Public health experts have largely provided a reassuring view of risks associated BA.2, the relatively new omicron variant that appears even more transmissible than the previous strain and that could become the dominant variant in the United States. Initial reports show that it is not more likely than the initial omicron variant to cause severe illness or death.

Yet data published in February suggests that people who’ve been infected with the initial omicron strain are at risk of reinfection from BA.2 — sometimes not long after their initial infection. Researchers in Copenhagen looked at a pool of 187 people who’d been reinfected with COVID and found that 47 had been infected with BA.2 less than two months after they’d gotten BA.1. Most of the cases were in young, unvaccinated people and resulted in mild illness.

“Omicron BA.2 reinfections do occur shortly after BA.1 infections,” the researchers wrote, “but are rare.”

Also, though reinfection is certainly possible, it’s important to remember that measures that helped protect people against earlier versions of the virus — like vaccines, masking and social distancing — continue to be effective now.

4. People’s risk of mental health disorders may increase after COVID

A study published in the journal BMJ in February found that people who had COVID were 35% more likely to develop anxiety disorders, and were approximately 40% more likely to experience depression or sleep disorders within the year after their diagnosis. They were also more likely to grapple with alcohol dependence and opioid use.

The reasons why aren’t fully understood. There is an established, bidirectional link between severe COVID and certain mood disorders, so people who have those disorders are at greater risk of severe illness, and those with severe illness are at greater risk of mood issues after the fact. The psychological toll of the pandemic itself and of dealing with symptoms are believed to play a role.

But experts increasingly believe COVID may have a direct impact on the brain, disturbing certain pathways that can contribute to mental health disorders.
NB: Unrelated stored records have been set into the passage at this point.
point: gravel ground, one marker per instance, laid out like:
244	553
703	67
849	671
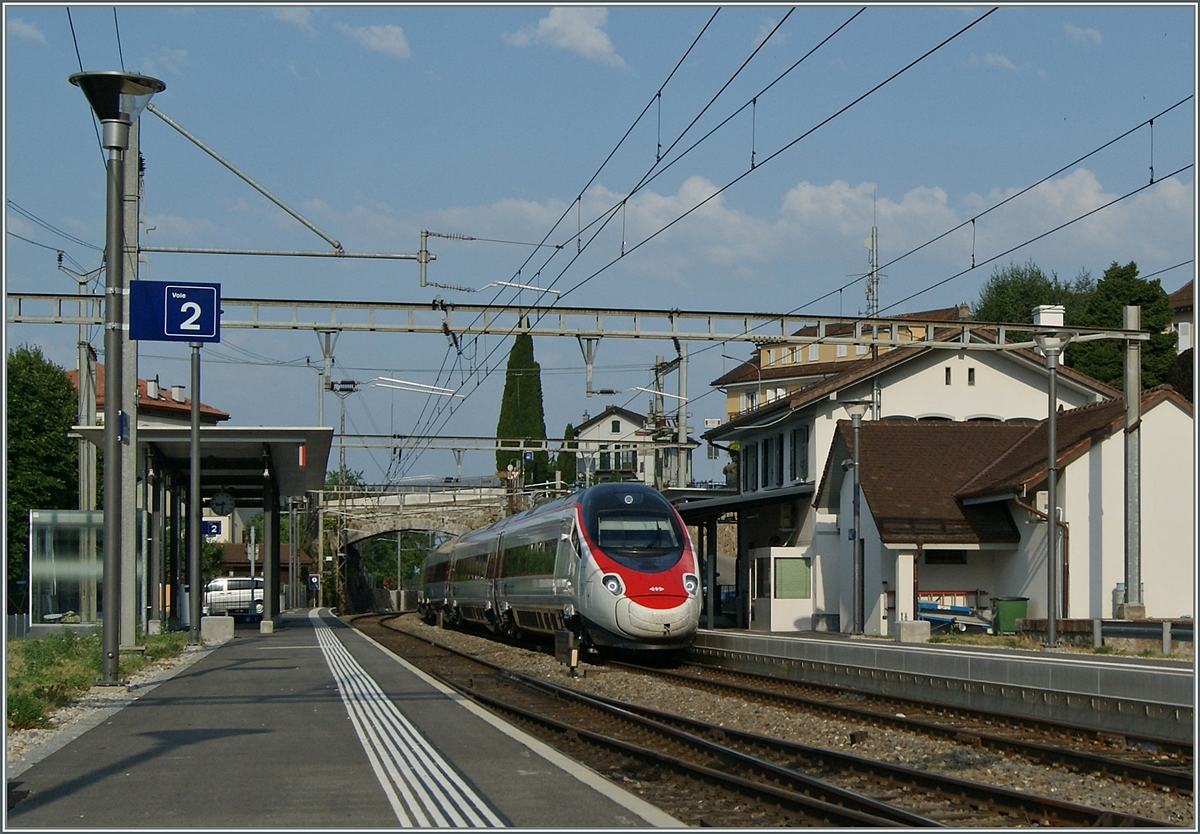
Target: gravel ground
889	745
25	748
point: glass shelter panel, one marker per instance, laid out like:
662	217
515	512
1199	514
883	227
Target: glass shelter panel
65	565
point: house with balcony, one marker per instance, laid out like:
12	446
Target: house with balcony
953	514
784	445
618	445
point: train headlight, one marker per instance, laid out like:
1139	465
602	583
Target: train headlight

5. Risk of heart disease increases after even mild infection

An unsettling paper published in February found that people’s risk of heart disease climbs for at least a year after COVID infection, even for those who have relatively mild cases.

Notably, the study found that the risk increased in people under age 65 (who in general are at lower risk of heart issues) and in those who don’t have other risk factors, like obesity or diabetes.

“It doesn’t matter if you are young or old, it doesn’t matter if you smoked, or you didn’t,” study co-author Ziyad Al-Aly of Washington University in St. Louis, warned in Nature. “The risk was there.”

The new study is far from the first to show that COVID infection can hurt the heart in the months after infection, although experts have not gone so far as to recommend that heart screenings become a routine part of follow-up care for those infected with the virus.

Still, it is important to be on the lookout for red flags. According to the American Heart Association, those can include “increasing or extreme shortness of breath with exertion, chest pain, swelling of the ankles, heart palpitations or an irregular heartbeat, not being able to lie flat without shortness of breath, waking up at night short of breath, lightheadedness or dizzy spells.”

Experts are still learning about COVID-19. The information in this story is what was known or available as of publication, but guidance can change as scientists discover more about the virus. Please check the Centers for Disease Control and Prevention for the most updated recommendations.